Ubuntu core image with pre configured login

Hi, I was wondering if building my own image would also let me skip the configuration phase of ubuntu core. This post says it should work.

When I try to SSH into the device with my image, though, I get a password prompt. Is there a way to skip the configuration phase from an image created via ubuntu-image?


  • model: ubuntu-core-18-pi-arm64
  • kernel: pi-kernel=18-pi
  • gadget: pi=18-pi

Slightly related question: can you also define some snap connections to be made in the image model?

With a recent version of ubuntu-image, you can use the --disable-console-conf option to turn off console-conf which then means the prompt to create a user is disabled and the device will not allow new users to be created.

If you still want to seed your own user into the image, you can create a system-user assertion for this task.
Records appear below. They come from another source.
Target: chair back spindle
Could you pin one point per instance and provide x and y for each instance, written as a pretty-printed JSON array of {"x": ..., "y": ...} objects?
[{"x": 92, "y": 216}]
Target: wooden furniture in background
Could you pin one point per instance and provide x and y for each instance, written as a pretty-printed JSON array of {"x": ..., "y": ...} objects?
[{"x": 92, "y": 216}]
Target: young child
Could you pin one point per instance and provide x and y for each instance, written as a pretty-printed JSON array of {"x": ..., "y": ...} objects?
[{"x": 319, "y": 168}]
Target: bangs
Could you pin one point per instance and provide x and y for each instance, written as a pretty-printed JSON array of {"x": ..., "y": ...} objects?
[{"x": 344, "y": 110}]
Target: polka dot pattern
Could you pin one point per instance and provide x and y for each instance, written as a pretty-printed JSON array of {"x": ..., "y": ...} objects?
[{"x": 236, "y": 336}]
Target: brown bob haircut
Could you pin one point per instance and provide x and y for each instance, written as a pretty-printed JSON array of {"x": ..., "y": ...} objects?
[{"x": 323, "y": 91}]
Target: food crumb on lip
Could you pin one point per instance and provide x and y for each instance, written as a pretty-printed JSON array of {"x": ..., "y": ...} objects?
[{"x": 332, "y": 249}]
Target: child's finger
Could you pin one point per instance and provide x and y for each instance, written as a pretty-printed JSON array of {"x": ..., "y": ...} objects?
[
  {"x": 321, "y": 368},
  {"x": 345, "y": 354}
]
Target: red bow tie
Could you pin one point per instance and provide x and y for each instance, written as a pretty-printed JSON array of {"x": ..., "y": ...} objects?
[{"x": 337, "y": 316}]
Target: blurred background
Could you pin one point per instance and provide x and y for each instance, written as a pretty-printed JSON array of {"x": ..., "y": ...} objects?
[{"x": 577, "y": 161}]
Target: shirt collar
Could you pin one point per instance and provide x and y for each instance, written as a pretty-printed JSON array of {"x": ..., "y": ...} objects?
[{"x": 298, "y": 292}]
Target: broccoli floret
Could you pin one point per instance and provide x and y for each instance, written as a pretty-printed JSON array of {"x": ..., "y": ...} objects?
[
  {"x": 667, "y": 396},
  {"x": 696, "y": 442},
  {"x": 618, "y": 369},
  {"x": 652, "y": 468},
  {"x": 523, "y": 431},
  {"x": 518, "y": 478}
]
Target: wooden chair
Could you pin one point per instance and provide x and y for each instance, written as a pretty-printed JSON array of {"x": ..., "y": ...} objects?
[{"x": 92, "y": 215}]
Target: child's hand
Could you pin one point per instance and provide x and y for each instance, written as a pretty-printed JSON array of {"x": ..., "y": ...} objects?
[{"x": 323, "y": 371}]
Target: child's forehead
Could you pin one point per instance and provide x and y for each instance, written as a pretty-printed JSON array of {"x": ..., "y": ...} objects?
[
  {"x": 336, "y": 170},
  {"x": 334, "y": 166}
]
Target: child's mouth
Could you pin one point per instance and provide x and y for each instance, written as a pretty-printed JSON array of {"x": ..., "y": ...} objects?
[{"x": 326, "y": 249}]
See https://core.docs.ubuntu.com/en/guides/manage-devices/

Not yet, but that is something we are exploring

Hey, thanks for the answers.

From what i read, the closest you can get to automation is having a usb-stick with auto-import.assert that will setup a system user, right?

Yep. A USB stick, or some other block device that shows up in /sys/block/$dev with removable set to 1.

The assetions in the auto-import.assert file need to either be signed by the same key as the model definition, or a key defined in the system-user-authority list from the model definition.

if you have a brand store you can also use an “agent” or “config” snap that uses the snapd-control interface … that snap can then talk to the snapd API and create users via POST requests:


So, I tried out the USB stick, and it seemed to have worked, as on the screen it says to login: ssh my-name@ip

But, when i try that, i get a password prompt, wile I only added my ssh-key when running make-system-user.

Was the ssh public key part of the assertion you loaded?

Here’s a system-user assertion I used for something I was testing:

As it only includes a password, the created account only supports password authentication. If it also included a ssh-keys section, then it would also support ssh public key auth.

Hi james,

It generated a whole lot more for me, 3 types: “account”, “account-key”, and “system-user”.

Under system-user type, there is my ssh key: (edit, found out i had to use single quotes, didn’t help though).

  - ssh-rsa AAAAB3NzaC......== bart@laptop

No password to be found.

In your model assertion for the device, what is the system-user-authority key set to ?

Both authority-id and brand-id are set to my account id (as per " The simplest case" in https://core.docs.ubuntu.com/en/guides/manage-devices), I don’t have system-user-authority set.

Try setting system-user-authority to your account ID

Well, that did the trick =]

Didn’t think that’d be necessary, is that a fault in the docs, or a bug in the system to set the system user?

The extra assertions are fine. They shouldn’t be necessary if you’re signing the system-user assertion with the same key as the model assertion, but it shouldn’t hurt to include them.

If the account is correctly being created, perhaps try including a password in your assertion, and then see what gets placed in ~/.ssh/authorized_keys when you log in as the user?

I didn’t need to set system-user-authority for the model in my testing when using the same authority/key for both assertions. That shouldn’t be necessary.

1 Like

The system-user-authority when not specified defaults to the brand-id IIUC, so it is possible that it’s not necessary here, but it seems to have made it work for @bart …

If i do both, the ssh key is not even added to auto-import.assert. I guess I could have a look at .ssh/authorized by taking out the sd card (doing this on raspi) after it has made the system user with ssh key, and reading it at my laptop.

Well well well, it just worked this time…
Maybe it was my fault with the quotes around the ssh-key, and that I didn’t actually put the correct version on the USB stick or so?

Anyway, thanks a lot for all the help!